Firms remain vibrant in a competitive economy by constantly reducing their production costs. And switching production activities from high-cost workers to lower-cost workers is no less effective a means toward this goal – and no more unusual or ominous – than is switching production activities from high-cost workers to lower-cost machines.

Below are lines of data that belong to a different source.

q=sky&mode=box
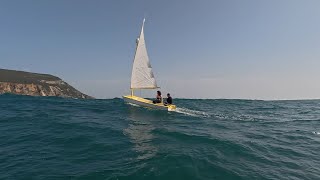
[0,0,320,100]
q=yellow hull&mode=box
[123,95,176,111]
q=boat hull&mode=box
[123,95,176,111]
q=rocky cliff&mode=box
[0,69,92,99]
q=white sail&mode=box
[131,19,158,89]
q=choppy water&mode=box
[0,95,320,179]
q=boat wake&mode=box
[175,108,210,117]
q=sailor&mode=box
[164,93,172,105]
[153,91,162,104]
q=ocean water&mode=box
[0,95,320,180]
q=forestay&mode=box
[131,19,158,89]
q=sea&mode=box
[0,94,320,180]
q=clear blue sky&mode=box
[0,0,320,99]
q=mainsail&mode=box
[131,19,158,89]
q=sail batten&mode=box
[130,19,158,89]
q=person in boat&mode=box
[164,93,172,105]
[153,91,162,104]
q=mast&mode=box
[130,18,158,90]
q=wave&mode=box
[175,107,210,117]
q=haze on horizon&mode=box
[0,0,320,100]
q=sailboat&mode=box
[123,19,176,111]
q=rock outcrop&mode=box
[0,69,93,99]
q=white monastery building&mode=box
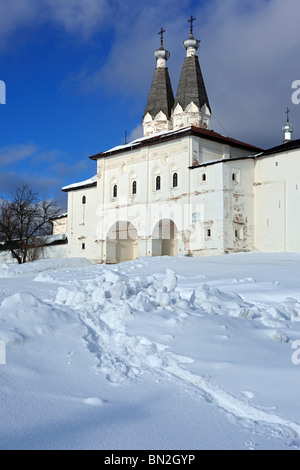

Would Mr. Geoghegan argue that Boeing’s consistently increasing mechanization of its operations over the years promoted American industrial decline? Would he support government efforts to force Boeing to destroy all of its computers and have its aircraft designed instead by armies of engineers equipped only with slide rules and pencils? Would he want Boeing’s production-line workers to use only 1950s-era (or, better yet, 1920s-era) hand tools? Does Mr. Geoghegan think that returning to such labor-intensive methods of aircraft design and production would improve the quality of Boeing’s operations and products while simultaneously promoting America’s industrial might and encouraging young people to go to college?
The head aches just to pose the questions – and aches worse to realize that his ‘arguments’ imply that he’d answer ‘yes.’